Do you think there is a relationship between preferred pet and respondents’ age group?
In other words, do you think the preferred pet is influenced by respondents’ age group?

Age group Cat Dog Total
Younger 207
41.4%
293
58.6%
500
100%
Older 267
53.4%
233
46.6%
500
100%
Total 474
47.4%
526
52.6%
1000
100%
Show the answer
  • While the table shows differences in preferences between age groups (e.g., younger people prefer dogs more than older people), we CANNOT conclude that the differences are statistically significant.
    • To assess whether these differences are due to chance or a real association, we need a statistical test like the chi-square test.
  • The [[chi-square]]test is used to discover if there is a relationship between:
    • Two [[categorical]] variables.
    • The chi-square test can only compare categorical variables.
    • It cannot make comparisons between continuous variables or between categorical and continuous variables.

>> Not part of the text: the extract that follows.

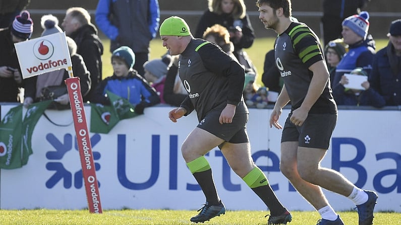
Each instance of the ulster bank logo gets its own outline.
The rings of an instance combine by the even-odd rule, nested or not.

Functions of variables: Factor variable and outcome variable⚓︎

  • A [[variable]]:
    • Depending on the [[functions of the variable]] in the analysis is either:
      • [[Outcome variable]]: the main topic that we investigate. It is the outcome: What is being affected or changed? This is also called the dependent variable.
      • [[Factor variable]]: the variable used to explain or understand the outcome variable (main topic). This is also called the independent variable.
        • A factor variable is assumed to cause a change in the outcome variable.
    • If we consider the "relationship between preferred pet and respondents’ age group" table, we need to ask the following question:
      • In this table, what seems to change what?
        • Someone's preferred pet will not change their age group. However, the opposite could be the case: someone's age group may influence their preferred pet. Therefore:
          • Age group is the [[factor variable]],
          • Preferred pet is the [[outcome variable]].
  • We need to identify, logically, which variable plays which role, because the codes we use depend on this distinction.
    • Some variables can function as either a [[factor variable]] or an [[outcome variable]]:
      • For example, we could argue that the level of education increases someone’s income. In this case, education is the factor variable, and income is the outcome variable.
      • In another study, we could argue the opposite: income increases someone’s level of education. In this case, income is the factor variable, and education is the outcome variable.
        • These two research examples are completely different because their factor and outcome variables are defined differently.
    • However, some variables cannot realistically be outcome variables:
      • Nothing can change a person’s age.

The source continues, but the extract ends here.